[llvm] [LLVM] Add `llvm.masked.compress` intrinsic (PR #92289)

Fri Jun 7 02:41:35 PDT 2024

================
@@ -7502,6 +7504,48 @@ LegalizerHelper::lowerShuffleVector(MachineInstr &MI) {
   return Legalized;
 }
 
+LegalizerHelper::LegalizeResult
+LegalizerHelper::lowerMASKED_COMPRESS(llvm::MachineInstr &MI) {
+  auto [Dst, DstTy, Vec, VecTy, Mask, MaskTy] = MI.getFirst3RegLLTs();
+
+  MachinePointerInfo PtrInfo;
+  Register StackPtr =
+      createStackTemporary(TypeSize::getFixed(VecTy.getSizeInBytes()),
+                           getStackTemporaryAlignment(VecTy), PtrInfo)
+          .getReg(0);
+
+  LLT IdxTy = LLT::scalar(32);
+  LLT ValTy = VecTy.getElementType();
+  Align ValAlign = getStackTemporaryAlignment(ValTy);
+
+  Register OutPos = MIRBuilder.buildConstant(IdxTy, 0).getReg(0);
+
+  unsigned NumElmts = VecTy.getNumElements();
+  for (unsigned I = 0; I < NumElmts; ++I) {
+    auto Idx = MIRBuilder.buildConstant(IdxTy, I);
+    auto Val = MIRBuilder.buildExtractVectorElement(ValTy, Vec, Idx);
+    Register ElmtPtr = getVectorElementPointer(StackPtr, VecTy, OutPos);
+    MIRBuilder.buildStore(Val, ElmtPtr, PtrInfo, ValAlign);
+
+    if (I < NumElmts - 1) {
+      LLT MaskITy = MaskTy.getElementType();
+      auto MaskI = MIRBuilder.buildExtractVectorElement(MaskITy, Mask, Idx);
+      if (MaskITy.getSizeInBits() > 1)
+        MaskI = MIRBuilder.buildTrunc(LLT::scalar(1), MaskI);
+
+      MaskI = MIRBuilder.buildZExt(IdxTy, MaskI);
+      OutPos = MIRBuilder.buildAdd(IdxTy, OutPos, MaskI).getReg(0);
+    }
+  }
+
+  MachineFrameInfo &MFI = MI.getMF()->getFrameInfo();
+  MIRBuilder.buildLoad(Dst, StackPtr, PtrInfo,
+                       MFI.getObjectAlign(PtrInfo.StackID));
----------------
lawben wrote:

Just to validate my understanding: it is possible for `CreateStackObject` to change the alignment, so we technically have no guarantee that the alignment that we pass in is the stack's alignment that we actually use?
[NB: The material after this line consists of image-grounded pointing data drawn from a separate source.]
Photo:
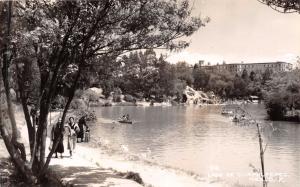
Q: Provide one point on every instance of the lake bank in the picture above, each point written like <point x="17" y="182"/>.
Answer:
<point x="67" y="171"/>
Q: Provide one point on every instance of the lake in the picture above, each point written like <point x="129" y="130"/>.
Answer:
<point x="201" y="141"/>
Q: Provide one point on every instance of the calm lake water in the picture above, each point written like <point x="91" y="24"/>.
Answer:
<point x="200" y="141"/>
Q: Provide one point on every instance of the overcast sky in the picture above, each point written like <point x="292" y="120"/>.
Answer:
<point x="242" y="30"/>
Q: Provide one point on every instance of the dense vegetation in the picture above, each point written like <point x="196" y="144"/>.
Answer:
<point x="47" y="48"/>
<point x="144" y="75"/>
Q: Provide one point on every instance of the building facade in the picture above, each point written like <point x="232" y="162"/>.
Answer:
<point x="238" y="68"/>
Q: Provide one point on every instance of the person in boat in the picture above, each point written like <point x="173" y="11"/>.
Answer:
<point x="56" y="132"/>
<point x="127" y="117"/>
<point x="82" y="124"/>
<point x="71" y="134"/>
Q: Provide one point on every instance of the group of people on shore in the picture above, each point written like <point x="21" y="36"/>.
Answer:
<point x="72" y="133"/>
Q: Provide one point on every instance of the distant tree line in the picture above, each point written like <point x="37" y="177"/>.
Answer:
<point x="144" y="75"/>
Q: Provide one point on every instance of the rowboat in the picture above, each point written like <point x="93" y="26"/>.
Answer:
<point x="125" y="121"/>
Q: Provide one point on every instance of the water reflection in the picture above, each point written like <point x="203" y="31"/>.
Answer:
<point x="200" y="140"/>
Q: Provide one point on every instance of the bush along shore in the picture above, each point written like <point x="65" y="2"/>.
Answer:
<point x="93" y="97"/>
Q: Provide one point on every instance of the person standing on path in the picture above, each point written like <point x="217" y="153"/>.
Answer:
<point x="71" y="135"/>
<point x="56" y="132"/>
<point x="82" y="124"/>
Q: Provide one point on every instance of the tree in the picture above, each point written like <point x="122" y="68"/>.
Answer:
<point x="184" y="72"/>
<point x="283" y="6"/>
<point x="65" y="37"/>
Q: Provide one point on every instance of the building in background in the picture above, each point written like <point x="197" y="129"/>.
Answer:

I've seen two other approaches to this in `LegalizerHelper`. 

1) pass the alignment to `createStackTemporary()` and then just reuse that alignment object later on (somewhat similar to my first approach but without the redundant call to get the alignment). If my understanding is correct, this could technically lead to wrong alignment if the requested alignment is larger than `MachineFrameInfo::StackAlignment`. 

2) a somewhat awkward `FIDef->getOperand(1).getIndex()` in `lowerMemset()`, which I think could easily break if something changes.
https://github.com/llvm/llvm-project/blob/d5fca0f83971c8a3b9aa4a34cb8301cd4e0bf363/llvm/lib/CodeGen/GlobalISel/LegalizerHelper.cpp#L8615

I think changing the API to make it easier to get the real alignment makes sense. But this is probably a separate PR, as this would mean each caller must think about what happens when the input alignment is `!=` the frame's alignment. In light of this, I'd suggest to use `VecAlign` here, as done in approach 1) with a TODO to fix this when the API changes.

https://github.com/llvm/llvm-project/pull/92289